"Nie sądziłem, że to było odkrycie na miarę Nobla"
Australijski patolog Robin Warren, który otrzymał Nagrodę Nobla za znalezienie bakteryjnej przyczyny wrzodów żołądka, ocenia swoje odkrycie jako ważne, ale - jak powiedział szwedzkim dziennikarzom - nie sądził, że kiedyś dostanie za nie Nobla.
Wiadomość o tym, że przyznano mu tak ważną nagrodę, Warren otrzymał w restauracji w Perth, gdzie właśnie jadł obiad z drugim tegorocznym "medycznym" noblistą, wieloletnim współpracownikiem i kolegą - Barrym Marshallem. To razem z nim potwierdził rolę bakterii Helicobacter pylori w rozwoju wrzodów żołądka.

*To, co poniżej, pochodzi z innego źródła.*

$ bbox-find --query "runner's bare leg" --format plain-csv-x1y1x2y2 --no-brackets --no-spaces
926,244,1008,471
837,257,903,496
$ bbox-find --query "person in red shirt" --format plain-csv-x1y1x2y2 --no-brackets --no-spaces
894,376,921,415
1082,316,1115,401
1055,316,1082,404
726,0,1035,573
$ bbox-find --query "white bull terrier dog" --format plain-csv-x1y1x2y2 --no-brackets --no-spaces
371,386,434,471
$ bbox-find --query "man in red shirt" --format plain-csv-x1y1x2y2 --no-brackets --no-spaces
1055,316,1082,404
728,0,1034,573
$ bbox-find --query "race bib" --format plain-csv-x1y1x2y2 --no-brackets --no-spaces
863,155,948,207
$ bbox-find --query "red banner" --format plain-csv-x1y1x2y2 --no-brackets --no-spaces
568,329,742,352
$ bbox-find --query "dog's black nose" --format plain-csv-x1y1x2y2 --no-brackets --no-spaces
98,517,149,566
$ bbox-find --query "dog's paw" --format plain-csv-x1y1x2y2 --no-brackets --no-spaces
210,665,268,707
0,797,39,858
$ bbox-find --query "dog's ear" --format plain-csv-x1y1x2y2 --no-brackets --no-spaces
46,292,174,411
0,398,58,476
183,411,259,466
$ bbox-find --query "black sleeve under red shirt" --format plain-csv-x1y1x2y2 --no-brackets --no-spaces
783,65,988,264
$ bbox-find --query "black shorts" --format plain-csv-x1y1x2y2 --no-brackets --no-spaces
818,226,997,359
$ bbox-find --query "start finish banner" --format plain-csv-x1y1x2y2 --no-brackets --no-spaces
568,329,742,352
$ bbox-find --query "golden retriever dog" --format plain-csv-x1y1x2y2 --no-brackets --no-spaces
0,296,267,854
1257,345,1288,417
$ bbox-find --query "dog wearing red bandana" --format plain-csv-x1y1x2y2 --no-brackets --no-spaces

Właśnie zabieraliśmy się do jedzenia, gdy zadzwoniła moja komórka - przyznał Warren. Pytany o reakcję na wiadomość o nagrodzie badacz powiedział: Byłem w szoku! Gdy zadzwonił telefon, nie wierzyłem, że to od komisji noblowskiej.
Obecnie Warren i Marshall mieszkają i pracują w innych miastach, ale widują się kilka razy do roku. Teraz podzielą między siebie 10 mln koron szwedzkich.